Correspondence to Billy Tsai: btsai{at}umich.edu

Misfolded proteins in the endoplasmic reticulum (ER) are retained in the organelle or retrotranslocated to the cytosol for proteasomal degradation. ER chaperones that guide these opposing processes are largely unknown. We developed a semipermeabilized cell system to study the retrotranslocation of cholera toxin (CT), a toxic agent that crosses the ER membrane to reach the cytosol during intoxication. We found that protein disulfide isomerase (PDI) facilitates CT retrotranslocation, whereas ERp72, a PDI-like protein, mediates its ER retention.
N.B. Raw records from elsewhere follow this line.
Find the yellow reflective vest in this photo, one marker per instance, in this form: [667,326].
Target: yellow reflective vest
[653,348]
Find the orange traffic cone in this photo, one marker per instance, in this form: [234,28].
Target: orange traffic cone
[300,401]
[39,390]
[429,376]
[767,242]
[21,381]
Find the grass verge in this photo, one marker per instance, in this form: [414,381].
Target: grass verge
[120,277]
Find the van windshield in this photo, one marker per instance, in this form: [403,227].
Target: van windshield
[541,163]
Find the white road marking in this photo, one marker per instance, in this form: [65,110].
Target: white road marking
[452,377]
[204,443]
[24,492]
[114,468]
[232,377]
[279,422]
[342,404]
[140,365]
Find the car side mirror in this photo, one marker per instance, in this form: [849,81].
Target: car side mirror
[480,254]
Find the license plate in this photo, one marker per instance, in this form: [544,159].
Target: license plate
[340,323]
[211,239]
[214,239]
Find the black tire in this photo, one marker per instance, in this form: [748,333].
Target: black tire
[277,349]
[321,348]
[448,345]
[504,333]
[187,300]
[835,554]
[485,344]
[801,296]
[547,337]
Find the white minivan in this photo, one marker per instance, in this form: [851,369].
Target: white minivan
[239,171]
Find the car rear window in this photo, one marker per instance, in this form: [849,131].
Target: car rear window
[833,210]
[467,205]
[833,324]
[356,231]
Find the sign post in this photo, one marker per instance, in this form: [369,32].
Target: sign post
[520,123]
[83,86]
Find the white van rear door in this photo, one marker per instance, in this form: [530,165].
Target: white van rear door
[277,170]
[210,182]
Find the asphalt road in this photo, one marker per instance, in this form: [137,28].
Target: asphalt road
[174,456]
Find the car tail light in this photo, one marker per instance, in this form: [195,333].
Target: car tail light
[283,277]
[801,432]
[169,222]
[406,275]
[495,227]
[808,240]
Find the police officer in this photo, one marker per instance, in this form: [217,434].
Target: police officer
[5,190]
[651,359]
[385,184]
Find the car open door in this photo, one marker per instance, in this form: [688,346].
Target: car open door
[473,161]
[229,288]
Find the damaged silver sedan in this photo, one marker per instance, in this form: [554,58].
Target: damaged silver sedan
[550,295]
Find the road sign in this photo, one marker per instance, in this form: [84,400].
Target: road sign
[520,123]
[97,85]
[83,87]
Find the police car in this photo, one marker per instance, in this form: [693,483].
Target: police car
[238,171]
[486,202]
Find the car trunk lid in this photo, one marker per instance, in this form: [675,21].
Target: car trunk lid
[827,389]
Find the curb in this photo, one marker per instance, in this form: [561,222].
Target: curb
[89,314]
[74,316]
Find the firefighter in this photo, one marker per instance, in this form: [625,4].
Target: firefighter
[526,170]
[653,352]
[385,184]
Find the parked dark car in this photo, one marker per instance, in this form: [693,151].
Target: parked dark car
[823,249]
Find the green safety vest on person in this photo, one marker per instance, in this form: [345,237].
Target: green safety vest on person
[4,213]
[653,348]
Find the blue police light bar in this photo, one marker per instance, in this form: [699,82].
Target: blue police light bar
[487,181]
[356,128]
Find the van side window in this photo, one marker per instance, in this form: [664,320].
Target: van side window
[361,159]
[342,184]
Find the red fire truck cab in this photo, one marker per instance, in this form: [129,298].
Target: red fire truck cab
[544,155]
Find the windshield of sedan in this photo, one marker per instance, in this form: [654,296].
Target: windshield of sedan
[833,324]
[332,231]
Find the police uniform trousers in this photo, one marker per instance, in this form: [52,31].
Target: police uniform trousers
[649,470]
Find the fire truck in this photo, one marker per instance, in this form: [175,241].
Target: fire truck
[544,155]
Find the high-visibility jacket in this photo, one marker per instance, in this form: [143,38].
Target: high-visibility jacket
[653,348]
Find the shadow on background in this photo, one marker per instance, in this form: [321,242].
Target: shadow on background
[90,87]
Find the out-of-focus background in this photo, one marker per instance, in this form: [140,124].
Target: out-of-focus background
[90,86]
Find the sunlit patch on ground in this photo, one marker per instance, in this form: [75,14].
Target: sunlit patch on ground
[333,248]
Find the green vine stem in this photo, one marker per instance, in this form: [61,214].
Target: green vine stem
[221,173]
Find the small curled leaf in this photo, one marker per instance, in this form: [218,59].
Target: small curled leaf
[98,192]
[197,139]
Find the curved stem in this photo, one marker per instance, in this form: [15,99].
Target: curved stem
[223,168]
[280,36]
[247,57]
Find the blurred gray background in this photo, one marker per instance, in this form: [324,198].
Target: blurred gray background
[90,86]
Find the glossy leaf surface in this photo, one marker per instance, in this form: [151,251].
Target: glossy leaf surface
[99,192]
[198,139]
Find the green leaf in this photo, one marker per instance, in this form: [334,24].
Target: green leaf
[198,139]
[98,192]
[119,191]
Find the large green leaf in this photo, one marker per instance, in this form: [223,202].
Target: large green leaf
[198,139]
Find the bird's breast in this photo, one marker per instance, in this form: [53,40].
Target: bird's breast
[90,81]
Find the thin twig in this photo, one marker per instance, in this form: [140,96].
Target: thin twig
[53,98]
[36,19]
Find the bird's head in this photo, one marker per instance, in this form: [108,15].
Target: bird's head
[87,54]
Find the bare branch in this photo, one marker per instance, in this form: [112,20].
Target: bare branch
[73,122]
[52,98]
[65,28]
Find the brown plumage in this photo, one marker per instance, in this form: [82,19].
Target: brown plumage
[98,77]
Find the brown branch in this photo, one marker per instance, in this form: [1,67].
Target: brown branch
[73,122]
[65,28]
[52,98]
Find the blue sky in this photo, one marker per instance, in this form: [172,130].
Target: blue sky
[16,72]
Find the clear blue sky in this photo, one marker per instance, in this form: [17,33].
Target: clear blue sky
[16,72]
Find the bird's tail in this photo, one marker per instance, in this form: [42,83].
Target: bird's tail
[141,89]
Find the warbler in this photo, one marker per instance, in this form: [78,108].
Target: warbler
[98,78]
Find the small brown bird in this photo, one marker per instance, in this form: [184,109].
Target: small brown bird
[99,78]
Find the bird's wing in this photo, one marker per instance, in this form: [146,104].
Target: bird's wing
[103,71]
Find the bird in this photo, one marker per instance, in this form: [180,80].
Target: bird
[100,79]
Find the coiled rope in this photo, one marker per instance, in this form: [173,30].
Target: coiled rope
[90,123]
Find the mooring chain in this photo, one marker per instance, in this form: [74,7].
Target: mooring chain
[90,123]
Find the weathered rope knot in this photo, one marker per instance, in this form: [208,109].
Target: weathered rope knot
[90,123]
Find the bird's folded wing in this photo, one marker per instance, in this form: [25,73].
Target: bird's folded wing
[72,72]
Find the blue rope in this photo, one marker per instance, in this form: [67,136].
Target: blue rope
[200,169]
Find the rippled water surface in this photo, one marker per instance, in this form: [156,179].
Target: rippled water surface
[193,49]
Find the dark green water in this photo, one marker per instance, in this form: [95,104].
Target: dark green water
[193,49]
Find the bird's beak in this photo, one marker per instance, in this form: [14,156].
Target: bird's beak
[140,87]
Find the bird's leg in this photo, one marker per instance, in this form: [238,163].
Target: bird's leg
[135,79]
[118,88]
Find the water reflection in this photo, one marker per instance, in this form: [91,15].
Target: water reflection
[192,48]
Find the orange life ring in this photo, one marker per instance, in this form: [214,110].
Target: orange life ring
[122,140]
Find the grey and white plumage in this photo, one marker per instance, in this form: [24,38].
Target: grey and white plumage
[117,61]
In vitro analysis revealed that PDI and ERp72 alter CT's conformation in a manner consistent with their roles in retrotranslocation and ER retention. Moreover, we found that PDI's and ERp72's opposing functions operate on endogenous ER misfolded proteins. Thus, our data identify PDI family proteins that play opposing roles in ER quality control and establish an assay to further delineate the mechanism of CT retrotranslocation.

Abbreviations used in this paper: BFA, brefeldin A; CT, cholera toxin; NEM, N-ethylmaleimide; PDI, protein disulfide isomerase; Tg, thyroglobulin.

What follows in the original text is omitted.